My name is Jonas and I am a PhD Student in the subproject W2 “Low mode waves” in the working group Oceanography at the University Bremen. In this project I calculate low mode internal wave energy fluxes from mooring measurements and compare the results with measurements from satellite altimetry and a 1/10° ocean model (STORMTIDE2). Energy flux is an important quantity for these models because its divergence identifies sources and sinks.
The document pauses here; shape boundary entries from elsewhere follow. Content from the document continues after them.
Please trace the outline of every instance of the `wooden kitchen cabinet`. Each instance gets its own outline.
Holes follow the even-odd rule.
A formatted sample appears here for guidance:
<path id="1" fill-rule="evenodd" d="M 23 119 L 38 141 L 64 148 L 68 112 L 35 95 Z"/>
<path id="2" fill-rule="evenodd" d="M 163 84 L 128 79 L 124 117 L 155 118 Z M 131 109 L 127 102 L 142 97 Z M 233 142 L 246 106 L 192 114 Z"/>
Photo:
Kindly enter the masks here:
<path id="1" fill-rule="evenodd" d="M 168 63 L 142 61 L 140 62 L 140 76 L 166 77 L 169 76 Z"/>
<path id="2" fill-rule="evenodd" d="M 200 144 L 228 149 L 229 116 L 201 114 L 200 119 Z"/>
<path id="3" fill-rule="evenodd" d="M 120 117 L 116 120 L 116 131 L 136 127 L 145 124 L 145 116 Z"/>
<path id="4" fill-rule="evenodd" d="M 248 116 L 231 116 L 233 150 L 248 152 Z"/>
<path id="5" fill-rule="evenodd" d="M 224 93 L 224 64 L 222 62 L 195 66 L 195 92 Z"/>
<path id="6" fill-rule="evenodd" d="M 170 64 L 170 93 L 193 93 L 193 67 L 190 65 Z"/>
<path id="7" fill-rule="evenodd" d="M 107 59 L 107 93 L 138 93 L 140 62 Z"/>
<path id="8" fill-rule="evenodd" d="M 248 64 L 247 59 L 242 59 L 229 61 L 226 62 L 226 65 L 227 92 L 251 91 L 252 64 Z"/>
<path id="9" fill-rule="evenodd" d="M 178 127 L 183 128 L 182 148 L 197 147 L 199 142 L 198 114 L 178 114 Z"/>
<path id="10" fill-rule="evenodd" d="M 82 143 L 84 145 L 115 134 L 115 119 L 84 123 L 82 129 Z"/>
Internal gravity waves occur all over the stratified ocean and can be grouped in different categories varying on their generation mechanism. I focus mainly on internal tides in the semidiurnal frequency M₂ generated by the barotropic tides over rough topography. Internal tides are a response of the astronomical gravitational forces of the ocean via oscillations in the sea surface elevation with horizontal tidal currents through the entire water column. These waves in the stratified ocean take the form of standing vertical oscillations of horizontal currents, called modes. The “zeroth” (barotropic) mode of horizontal velocity corresponds to horizontal ocean currents that are uniform from top to bottom. The first depth dependent (baroclinic) mode is characterized by flow in one direction at the top and in the opposite direct at the bottom. Higher modes have a more complicated vertical structure and their phase speed decreases with increasing mode number. The vertical structure of a mode can be calculated by the stratification, and velocity profiles can be fitted onto a linear combination of these modes. Low mode motions contain appreciable energy but quickly propagate away laterally. To study these low mode internal waves, we deployed a mooring inside a tidal beam in the eastern North Atlantic, south of the Azores, where a seamount chain stands out as a generation site for internal tides. In our study region the energy flux correlates reasonably well in direction, coherent – uncoherent portioning and mode ratio between mooring and model time series and satellite data. With regard to the total energy flux, the model and satellite observations underestimate the flux compared to the in situ data.

In my current work, I also look into the impact of mesoscale motion on the energy flux in this dataset. A surface eddy was crossing the mooring, and in the process dampening the energy flux in the first two modes by about one third, while a passing subsurface eddy dampened the energy mainly in the second mode. These observations support the idea that eddy interactions transfer energy from low modes into higher modes that can lead to increased dissipation. An open question is how much of the energy converted from lower to higher modes result in local dissipation, which is a crucial information in creating energy consistent ocean-climate models.